"On a dreary Saturday morning, they stream in from all over London, hare along Kent's A-roads, pour off Suffolk and Surrey trains, to converge on this primary school. It's the largest venue the volunteers could hire and the corridors, the loos, even the little library with its impressive range of Julia Donaldsons, are all heaving with grownups. We cram into the assembly hall, where the crowd is declared as the biggest turnout in Green history."
"This winter is a hinge moment in British politics, the point at which the default choice of leftwing voters is no longer Labour. In Wales, it will be Plaid Cymru; in Scotland, the SNP. And in this corner of inner London, as in many English cities, it will be the Greens. For this position, the party owes much to its opponents, among them Jeremy Corbyn, Zarah Sultana and their genius advisers for so swiftly turning Your Party into a sparsely attended wake."

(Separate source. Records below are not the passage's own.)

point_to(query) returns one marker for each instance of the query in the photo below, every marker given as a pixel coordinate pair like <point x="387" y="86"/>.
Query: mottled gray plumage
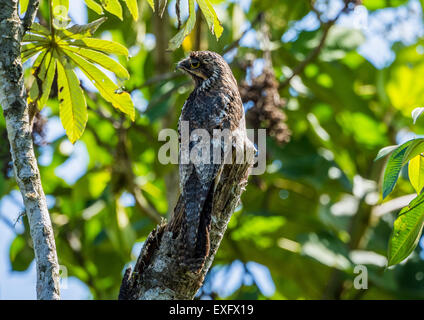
<point x="215" y="103"/>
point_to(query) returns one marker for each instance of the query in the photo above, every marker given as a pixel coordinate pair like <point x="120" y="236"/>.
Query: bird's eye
<point x="195" y="64"/>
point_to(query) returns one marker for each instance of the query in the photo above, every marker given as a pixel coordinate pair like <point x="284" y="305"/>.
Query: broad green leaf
<point x="21" y="255"/>
<point x="406" y="231"/>
<point x="391" y="173"/>
<point x="101" y="59"/>
<point x="60" y="12"/>
<point x="385" y="151"/>
<point x="44" y="74"/>
<point x="93" y="5"/>
<point x="380" y="4"/>
<point x="414" y="149"/>
<point x="402" y="88"/>
<point x="23" y="5"/>
<point x="73" y="107"/>
<point x="39" y="29"/>
<point x="109" y="91"/>
<point x="30" y="49"/>
<point x="34" y="92"/>
<point x="211" y="17"/>
<point x="416" y="172"/>
<point x="176" y="41"/>
<point x="162" y="7"/>
<point x="105" y="46"/>
<point x="113" y="6"/>
<point x="416" y="113"/>
<point x="133" y="8"/>
<point x="57" y="3"/>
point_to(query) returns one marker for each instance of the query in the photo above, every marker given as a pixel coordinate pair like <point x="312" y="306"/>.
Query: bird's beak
<point x="182" y="65"/>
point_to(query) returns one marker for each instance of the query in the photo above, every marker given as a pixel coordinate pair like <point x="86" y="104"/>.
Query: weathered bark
<point x="15" y="110"/>
<point x="158" y="273"/>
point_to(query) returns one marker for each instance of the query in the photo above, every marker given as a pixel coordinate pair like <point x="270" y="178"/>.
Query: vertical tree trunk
<point x="159" y="273"/>
<point x="15" y="110"/>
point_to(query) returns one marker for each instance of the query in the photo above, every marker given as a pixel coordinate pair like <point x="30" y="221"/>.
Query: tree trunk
<point x="158" y="273"/>
<point x="15" y="110"/>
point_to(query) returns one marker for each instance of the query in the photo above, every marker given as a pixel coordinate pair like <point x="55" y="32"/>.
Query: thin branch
<point x="27" y="174"/>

A weekend Green party meeting in Lewisham drew roughly 600 activists from across the region, filling a primary school and creating the largest turnout in Green history. Volunteers occupied corridors, restrooms and the small library as they prepared for local council campaigns months before ballots. The surge signals a winter hinge in British politics where the default leftwing vote is shifting away from Labour toward Greens, Plaid Cymru in Wales and the SNP in Scotland. The Greens' rise owes partly to leftwing competitors who fragmented Labour's appeal and largely to the perceived failures of Keir Starmer's Labour.